Auteur : Florian Cornu

« Je croirais vraiment à la liberté de la presse quand un journaliste pourra écrire ce qu'il pense vraiment de son journal. Dans son journal! » [Guy Bedos] Voilà ma première motivation, une presse libre et indépendante! Peut-être cliché mais assurément sincère! Né à Lille le 1er Février 1988 (non je n'aime pas particulièrement Bienvenue chez les chti!) j'ai obtenu un bac Littéraire spécialité Musique avant de partir pour Montpellier. Passionné par la Littérature et le Chinois j'ai obtenu une double licence dans les deux domaines. L'étude de ces disciplines a fait naître en moi un intérêt profond pour la Géopolitique mais aussi pour toute les réalités quotidiennes du terrain, du bas dl'échelle, de la mouise!
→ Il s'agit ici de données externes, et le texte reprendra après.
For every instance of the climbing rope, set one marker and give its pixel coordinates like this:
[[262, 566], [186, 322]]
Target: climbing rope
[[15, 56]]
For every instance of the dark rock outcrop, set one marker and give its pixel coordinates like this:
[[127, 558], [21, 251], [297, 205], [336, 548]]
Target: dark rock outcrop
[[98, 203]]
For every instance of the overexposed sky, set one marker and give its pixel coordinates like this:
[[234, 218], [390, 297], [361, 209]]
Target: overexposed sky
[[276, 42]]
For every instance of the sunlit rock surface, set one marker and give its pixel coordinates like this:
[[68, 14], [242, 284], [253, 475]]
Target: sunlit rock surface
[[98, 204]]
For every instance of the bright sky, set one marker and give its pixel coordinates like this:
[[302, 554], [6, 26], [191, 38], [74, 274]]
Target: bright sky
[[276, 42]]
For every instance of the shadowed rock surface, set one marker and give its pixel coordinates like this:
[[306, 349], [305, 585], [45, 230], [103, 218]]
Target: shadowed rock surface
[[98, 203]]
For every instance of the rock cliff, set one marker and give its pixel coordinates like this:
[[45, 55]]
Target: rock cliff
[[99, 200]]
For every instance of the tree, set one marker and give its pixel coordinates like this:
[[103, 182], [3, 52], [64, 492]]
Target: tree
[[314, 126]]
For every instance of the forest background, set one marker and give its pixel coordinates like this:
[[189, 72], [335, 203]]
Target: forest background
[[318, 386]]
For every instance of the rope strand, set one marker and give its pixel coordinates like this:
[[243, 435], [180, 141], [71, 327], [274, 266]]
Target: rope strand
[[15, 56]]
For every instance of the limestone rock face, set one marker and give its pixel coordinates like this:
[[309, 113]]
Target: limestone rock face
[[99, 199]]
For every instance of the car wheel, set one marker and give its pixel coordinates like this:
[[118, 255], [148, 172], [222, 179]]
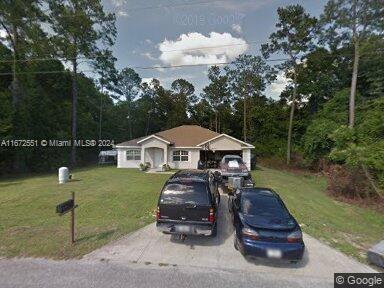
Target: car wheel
[[229, 205], [214, 231], [235, 244]]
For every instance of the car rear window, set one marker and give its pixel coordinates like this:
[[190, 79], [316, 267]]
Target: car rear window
[[263, 205], [185, 193], [229, 159]]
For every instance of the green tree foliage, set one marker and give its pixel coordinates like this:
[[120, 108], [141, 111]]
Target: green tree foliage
[[352, 21], [78, 27], [294, 37], [216, 93], [247, 77]]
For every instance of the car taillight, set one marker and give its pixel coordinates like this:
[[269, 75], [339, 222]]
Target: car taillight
[[211, 215], [249, 233], [295, 237]]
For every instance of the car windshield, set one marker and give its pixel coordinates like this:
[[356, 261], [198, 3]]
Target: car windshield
[[231, 159], [185, 193], [263, 205]]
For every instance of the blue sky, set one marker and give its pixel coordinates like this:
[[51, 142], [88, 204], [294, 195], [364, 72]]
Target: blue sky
[[150, 35]]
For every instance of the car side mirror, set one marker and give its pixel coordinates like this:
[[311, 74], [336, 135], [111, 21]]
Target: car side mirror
[[217, 176]]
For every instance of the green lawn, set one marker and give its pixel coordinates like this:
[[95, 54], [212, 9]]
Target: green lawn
[[349, 228], [113, 202]]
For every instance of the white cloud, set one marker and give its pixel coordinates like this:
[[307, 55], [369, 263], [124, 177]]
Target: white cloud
[[148, 55], [237, 28], [122, 13], [118, 3], [146, 80], [118, 6], [3, 34], [242, 5], [278, 86], [196, 48]]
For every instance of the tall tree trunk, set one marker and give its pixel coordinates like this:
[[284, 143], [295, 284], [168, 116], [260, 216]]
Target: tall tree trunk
[[74, 112], [291, 115], [352, 97], [101, 112], [129, 119], [216, 125], [15, 82], [245, 118]]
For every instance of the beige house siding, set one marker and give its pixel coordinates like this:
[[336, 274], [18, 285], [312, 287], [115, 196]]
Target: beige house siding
[[247, 157], [122, 161], [193, 158], [223, 143]]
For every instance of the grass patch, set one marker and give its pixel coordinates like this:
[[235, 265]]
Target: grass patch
[[112, 202], [349, 228]]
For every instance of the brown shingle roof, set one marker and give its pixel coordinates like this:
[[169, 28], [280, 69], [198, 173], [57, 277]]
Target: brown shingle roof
[[182, 136], [187, 135]]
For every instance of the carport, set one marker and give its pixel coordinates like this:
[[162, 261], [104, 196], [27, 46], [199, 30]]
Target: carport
[[212, 158], [216, 148]]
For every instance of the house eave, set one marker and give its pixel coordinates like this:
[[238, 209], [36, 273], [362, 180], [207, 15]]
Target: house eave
[[247, 145]]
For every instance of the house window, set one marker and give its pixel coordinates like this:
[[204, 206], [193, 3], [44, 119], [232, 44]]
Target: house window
[[133, 154], [180, 156]]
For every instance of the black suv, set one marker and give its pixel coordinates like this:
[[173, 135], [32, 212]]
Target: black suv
[[188, 204]]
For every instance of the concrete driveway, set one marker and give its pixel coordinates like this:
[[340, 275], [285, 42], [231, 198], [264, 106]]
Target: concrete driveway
[[152, 248]]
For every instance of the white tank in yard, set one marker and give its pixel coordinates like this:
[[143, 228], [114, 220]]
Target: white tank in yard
[[63, 175]]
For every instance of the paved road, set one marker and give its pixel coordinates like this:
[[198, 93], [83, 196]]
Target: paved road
[[32, 273], [147, 258]]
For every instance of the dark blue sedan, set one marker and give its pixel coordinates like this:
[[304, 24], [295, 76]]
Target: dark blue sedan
[[263, 225]]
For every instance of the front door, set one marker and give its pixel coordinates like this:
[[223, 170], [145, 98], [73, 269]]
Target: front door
[[158, 158]]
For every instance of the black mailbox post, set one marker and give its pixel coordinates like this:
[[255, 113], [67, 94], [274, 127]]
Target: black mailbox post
[[65, 207]]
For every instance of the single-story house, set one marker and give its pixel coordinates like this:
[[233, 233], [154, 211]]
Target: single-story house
[[181, 148]]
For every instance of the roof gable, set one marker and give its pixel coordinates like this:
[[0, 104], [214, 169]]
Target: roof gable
[[183, 136], [187, 135], [242, 143]]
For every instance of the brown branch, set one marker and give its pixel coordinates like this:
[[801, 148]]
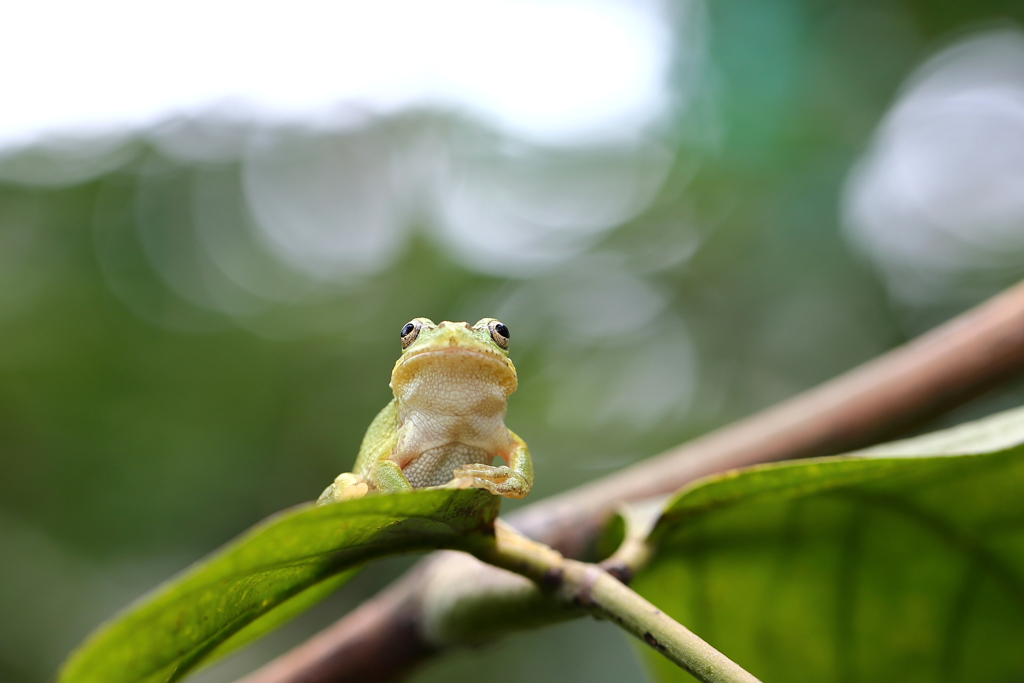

Le journalisme pour moi est tout sauf un objet déconnecté de la réalité de ceux qu'il doit servir: les lecteurs! Les voyages que j'ai effectué n'ont fait que renforcer cette envie de décrire ce qui se passe ici et ailleurs, sur le terrain ou dans la tête. C'est pour mieux comprendre le monde qui nous entoure que j'ai poursuivi mes études en Science-politique. Les sujets qui m'intéressent sont nombreux: politique, Chine et Asie-orientale, mouvements sociaux et expériences démocratiques mais aussi Musique et son.